I suppose it should come as no surprise to me that I have a sensitive kid — after all, I was one myself. To hear my mom tell it, my sensitive nature was apparent very early on. She says I was acutely aware of her emotions even as a nursing infant. As a young child, I always wanted to know why my people felt the way they did, first to make sure it wasn’t my fault and second to see if I could help them feel better. Mom struggled to find a way to discipline me that didn’t result in a complete grief-stricken meltdown. In preschool, I was very concerned with doing things right and was exceedingly self-critical when I didn’t achieve perfection. Mom remembers the deep indignation and hurt I felt the day “Kenny pulled my sweater.”
Clearly, the apple doesn’t fall far from the tree. Mine is a kid who cries over literal spilled milk. A harsh word to get down from off the table before she hurts herself is enough to send her scurrying into her room in tears. Being told “no” (and at 3, it happens a lot) frequently results in a fit of hysterics. I spend a lot of my time kissing minor boo-boos “all better” because she can’t move on until I do. When she’s in the car and feeling especially small, she wants to hold my hand (which is just a bit challenging when one is driving). Bugs (both real and imagined) are currently a big concern for her, and she can’t continue with whatever she was doing until I’ve “cleaned it.” She becomes upset if she’s in any way wet or dirty, and she’s easily frustrated and embarrassed.
When you’re such a little person, you need help managing big feelings, and that’s where mom comes in. I see it as my role to help her cope with her sensitivity, not change who she is as a person. I know that she finds comfort in routine, and I do everything I can to keep her on her schedule and to make sure that schedule includes plenty of downtime. Baby girl gets a lot of encouragement when trying something new, but I praise her efforts as opposed to the outcome.
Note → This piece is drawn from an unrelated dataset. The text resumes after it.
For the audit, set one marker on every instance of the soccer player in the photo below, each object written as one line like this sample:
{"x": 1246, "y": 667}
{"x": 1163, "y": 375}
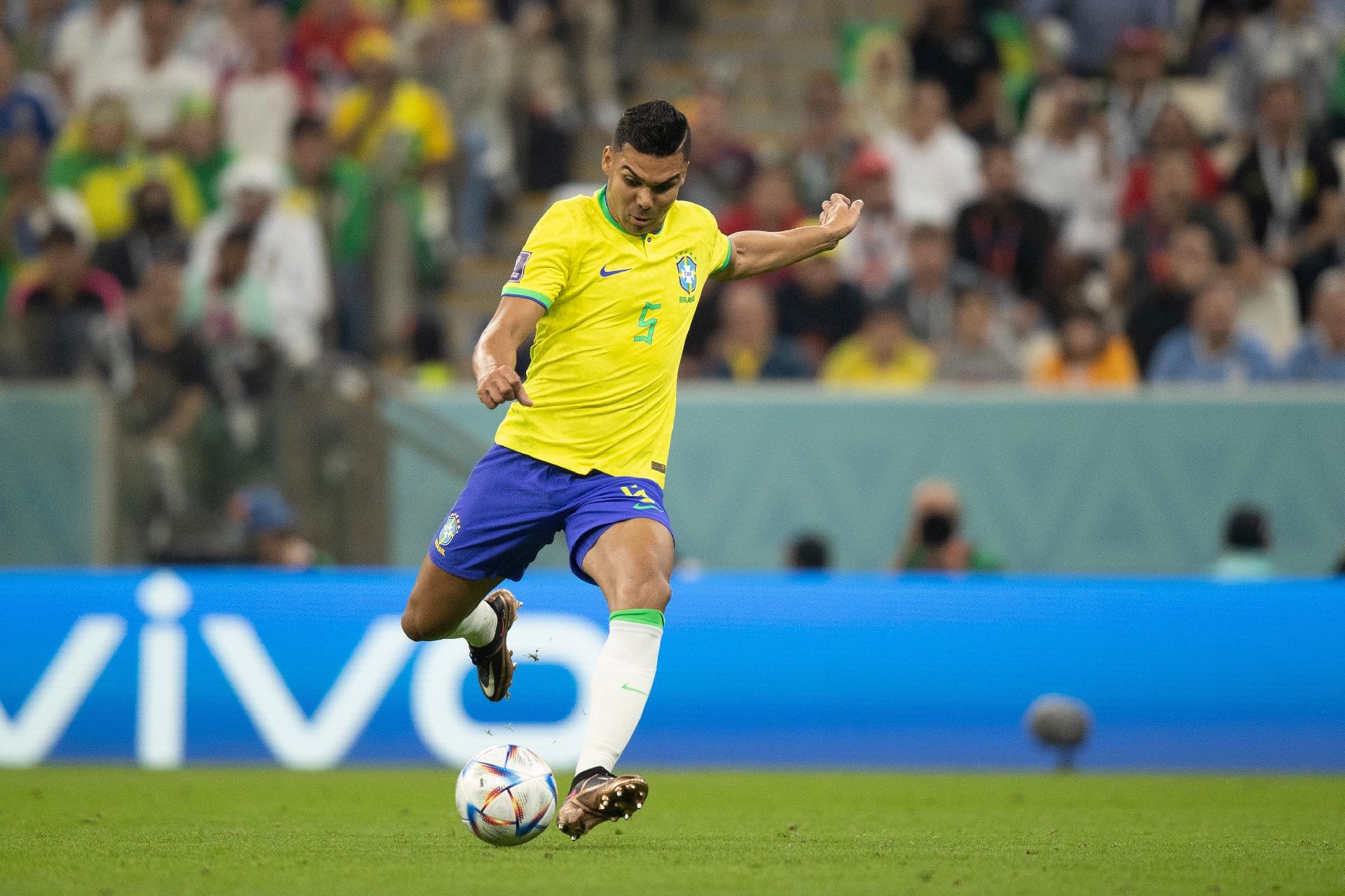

I try to set her up for success by teaching her problem-solving skills and helping her break tasks into smaller steps. As her capacity for language grows, we’re working on adding “feeling words” to her vocabulary. When she throws a tantrum, I provide sympathy and solace, but I do not give in to her demands.
For every time I handle it well, though, there’s at least one time that I completely screw it up. I’m sometimes fall into the trap of bending the rules in order to avoid upsetting her, but I know I’m not doing her any favors by being inconsistent with my limits. Take picking her up. She’s big for her age, and especially now that I’m in my third trimester of pregnancy, I probably shouldn’t be carrying her around. I’ve pushed her too hard (like when we carted her all over Europe before she was even 2) and suffered the consequences. Overall, I’m concerned that I’m cultivating in her an unhealthy (not to mention unsustainable once baby brother makes his debut) dependence on me.
The good news is that not only is there nothing wrong with being highly sensitive, it can also be a gift. The heightened awareness with which highly sensitive people walk through the world often makes them more compassionate to suffering. Many times, sensitive kids end up being intellectually gifted and creative. They are future artists, innovators, and healers. If we give them the tools to navigate their sensitivity, tender-hearted children can grow into adults with rich emotional lives, which means all the good stuff in life? They get to feel it more deeply.
Even when you’re a highly sensitive person yourself as the parent, it’s easy to get annoyed and even angry with a child who won’t eat their snack because it’s the wrong color or who can’t get through the first 5 minutes of Moana without shrieking. Take a deep breath, empathize without giving in (you can turn the movie off, but don’t go get them the purple fruit snack), and remember that sensitivity isn’t a moral failing — on your part or theirs.